Badia (Soufia Issami) est une Louise Wimmer (dont elle a la hargne, le côté revêche) de Tanger, et plus encore une Rosetta dont elle a les déambulations frénétiques. Survivre, survivre. Elle s'élabore des règles de conduite, des dictons délirants. Elle se nettoie en frottant jusqu'au sang: elle travaille dans une usine de conditionnement de crevettes, où tout le monde se méfie d'elle. Elle n'a pas d'amies, sauf une, Imane (Mouna Bahmad), douce et plutôt suiviste, qui vit dans la même "pension" qu'elle, un gourbi sans eau courante où ces filles, venues d'ailleurs pour trouver du travail, ont atterri.

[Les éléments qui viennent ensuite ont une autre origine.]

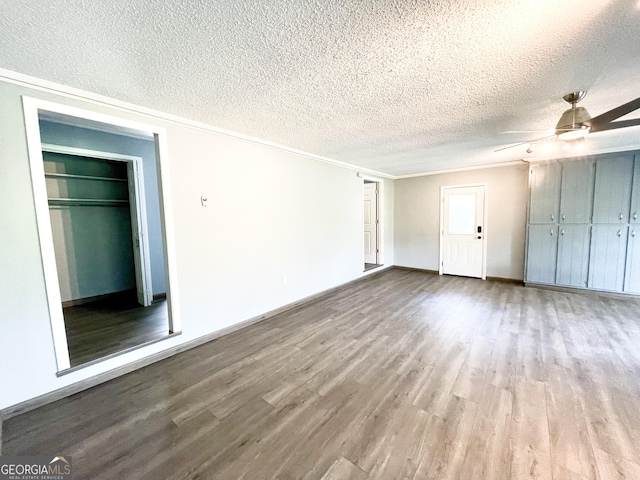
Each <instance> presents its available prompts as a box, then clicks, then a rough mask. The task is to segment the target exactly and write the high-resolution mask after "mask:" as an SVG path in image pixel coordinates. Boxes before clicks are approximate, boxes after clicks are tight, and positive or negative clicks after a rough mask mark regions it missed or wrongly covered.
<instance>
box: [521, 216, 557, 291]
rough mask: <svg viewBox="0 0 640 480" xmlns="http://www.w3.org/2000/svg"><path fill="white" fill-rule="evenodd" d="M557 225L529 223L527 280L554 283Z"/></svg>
mask: <svg viewBox="0 0 640 480" xmlns="http://www.w3.org/2000/svg"><path fill="white" fill-rule="evenodd" d="M557 251H558V227H557V226H556V225H529V232H528V237H527V276H526V277H527V282H535V283H550V284H553V283H555V280H556V254H557Z"/></svg>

Ah, on est loin du Tanger intello-chic cher à nos pipeules!
Le rêve, pour toutes les ouvrières-crevette, c'est de travailler dans la "zône". Là où on ne rentre qu'avec un laisser passer, dans de jolis minibus bien propres, là où on ne sent pas le poisson, là où on ne travaille que dans le textile, là où la confection occidentale à la mode fait fabriquer ses modèles.
Pour survivre, il faut faucher (je ne vole pas, je récupère). Pour mieux faucher et surtout mieux écouler la marchandise, les deux filles s'accoquinent avec deux jolies "textile", qui draguent des mecs riches, mais à qui Badia ne fait pas confiance. On va suivre les tribulations, très répétitives, du quatuor, du monde "blanc" du jour (peintures d'un blanc éclatant dans l'atelier ou les vestiaires, blouses et coiffes d'un blanc éblouissant des ouvrières) au monde sombre de la nuit. Et c'est là que le bât blesse: la réalisatrice, Leïla Kitani, dont c'est sans doute la première fiction, veut en faire trop. Elle veut faire genre, comme dirait ma grand mère.... comme si elle voulait épater le jury de son travail de sortie de la Fémis. Images sales, images floues, images brouillées, plans si rapprochés qu'ils en deviennent illisibles, et tout cela de façon terriblement répétitive, on perd le fil du film, et ça devient presque ennuyeux.
Le Maroc est absent. Le film aurait pû être tourné en Bulgarie, en Colombie. Le sacré est absent. Vous n'entendrez pas un seul "Inch Allah"..... C'est un film singulier, et un témoignage qui ne vous laisse pas indifférent.